“You will not put any faith in that, father. Who am I, that I should either make or mar?”

“I am tempted to think so myself,” he said, with a smile; “but at your age people are seldom so wise. You are like your mother, my dear, and, I doubt not, would be a tower of strength to your husband, as I have good reason to say she has been; but that is not to say that any man has a right to put the responsibility of his being to another’s charge. No, no; I would not say that. But there is no harm in the lad, Elsie. He has good dispositions. I would be at ease in my mind about your future, if you could find it in your heart to trust it to him.”

“Father,” cried Elsie, very earnestly, “I care no more about him than I do for old Adam, your old caddie. Just the same, neither more nor less.”

Her father laughed, and said that was not encouraging for Frank.

“But, my dear,” he said, “they say a lassie’s mind is as light as air, and blows this way and that way, like the turn of the tide.”

“They may say what they like, father,” cried Elsie, with some indignation. “If you think my mother is like that, then your daughter can have no reason to complain.”

“Bless me, no,” cried Mr. Buchanan; “your mother! that makes all the difference.”

These were the same words that Mrs. Buchanan had said. “As if because she was my mother she was not a woman, and because he was my father he was not a man,” said Elsie to herself; “and where is the difference?” But she understood all the same.

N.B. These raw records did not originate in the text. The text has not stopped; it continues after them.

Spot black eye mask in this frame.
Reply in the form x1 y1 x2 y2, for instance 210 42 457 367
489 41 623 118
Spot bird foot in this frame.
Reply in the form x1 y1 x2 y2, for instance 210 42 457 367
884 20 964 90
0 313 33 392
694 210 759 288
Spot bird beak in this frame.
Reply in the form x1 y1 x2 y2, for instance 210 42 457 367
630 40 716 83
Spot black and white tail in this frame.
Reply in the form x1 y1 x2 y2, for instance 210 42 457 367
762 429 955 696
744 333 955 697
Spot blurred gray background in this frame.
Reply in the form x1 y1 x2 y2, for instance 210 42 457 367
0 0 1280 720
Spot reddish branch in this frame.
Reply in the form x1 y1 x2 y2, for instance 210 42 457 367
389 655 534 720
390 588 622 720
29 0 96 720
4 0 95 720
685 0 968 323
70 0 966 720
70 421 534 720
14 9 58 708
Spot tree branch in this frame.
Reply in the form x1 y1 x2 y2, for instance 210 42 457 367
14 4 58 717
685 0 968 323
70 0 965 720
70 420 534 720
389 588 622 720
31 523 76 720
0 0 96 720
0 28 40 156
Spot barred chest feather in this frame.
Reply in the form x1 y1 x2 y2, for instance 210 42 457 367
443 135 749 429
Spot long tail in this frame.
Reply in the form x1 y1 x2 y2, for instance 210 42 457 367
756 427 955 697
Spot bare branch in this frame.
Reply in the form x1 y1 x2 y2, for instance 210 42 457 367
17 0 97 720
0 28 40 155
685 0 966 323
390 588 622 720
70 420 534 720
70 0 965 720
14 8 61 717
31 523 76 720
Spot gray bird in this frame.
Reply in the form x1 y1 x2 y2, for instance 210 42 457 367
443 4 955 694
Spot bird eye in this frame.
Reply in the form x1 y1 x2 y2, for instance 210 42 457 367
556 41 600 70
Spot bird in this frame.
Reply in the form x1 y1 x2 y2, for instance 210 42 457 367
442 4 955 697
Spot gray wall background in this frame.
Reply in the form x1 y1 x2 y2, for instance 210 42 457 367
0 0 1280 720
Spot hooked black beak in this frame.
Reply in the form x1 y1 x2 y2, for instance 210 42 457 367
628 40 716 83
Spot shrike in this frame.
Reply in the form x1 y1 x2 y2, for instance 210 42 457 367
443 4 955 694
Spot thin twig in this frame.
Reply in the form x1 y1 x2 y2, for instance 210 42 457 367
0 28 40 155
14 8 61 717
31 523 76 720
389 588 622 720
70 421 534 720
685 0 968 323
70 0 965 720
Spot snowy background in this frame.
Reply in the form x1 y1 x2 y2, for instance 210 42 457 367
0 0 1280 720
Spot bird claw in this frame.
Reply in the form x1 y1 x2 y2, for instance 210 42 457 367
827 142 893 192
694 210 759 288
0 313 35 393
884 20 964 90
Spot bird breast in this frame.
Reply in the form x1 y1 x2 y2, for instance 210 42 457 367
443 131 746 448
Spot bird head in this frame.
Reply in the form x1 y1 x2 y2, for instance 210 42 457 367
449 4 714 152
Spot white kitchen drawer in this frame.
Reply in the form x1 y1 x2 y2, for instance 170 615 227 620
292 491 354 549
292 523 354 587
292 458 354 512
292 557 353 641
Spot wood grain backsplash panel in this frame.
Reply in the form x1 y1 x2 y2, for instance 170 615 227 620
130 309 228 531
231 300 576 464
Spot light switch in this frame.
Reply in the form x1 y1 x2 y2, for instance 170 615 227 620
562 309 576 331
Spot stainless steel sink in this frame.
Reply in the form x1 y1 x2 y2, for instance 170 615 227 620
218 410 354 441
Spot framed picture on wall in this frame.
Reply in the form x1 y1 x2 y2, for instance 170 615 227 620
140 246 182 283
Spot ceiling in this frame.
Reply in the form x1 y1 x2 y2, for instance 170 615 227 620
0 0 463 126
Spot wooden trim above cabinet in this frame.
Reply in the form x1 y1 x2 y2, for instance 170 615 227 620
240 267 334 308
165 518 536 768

“I will not say another word,” said the minister. “If you care for him no more than for old Adam, there is not another word to say; but I would have been glad, on my own account, if you could have liked him, Elsie. It would have been a compensation. No matter, no matter, we’ll say no more.”

Elsie would have been more touched if her father had not alluded to that compensation. She had within herself a moment of indignation. “Me, a compensation,” she cried to herself, “for your weary three hundred pounds. It is clear to me papa does not think his daughter very muckle worth, though he makes a difference for his wife!”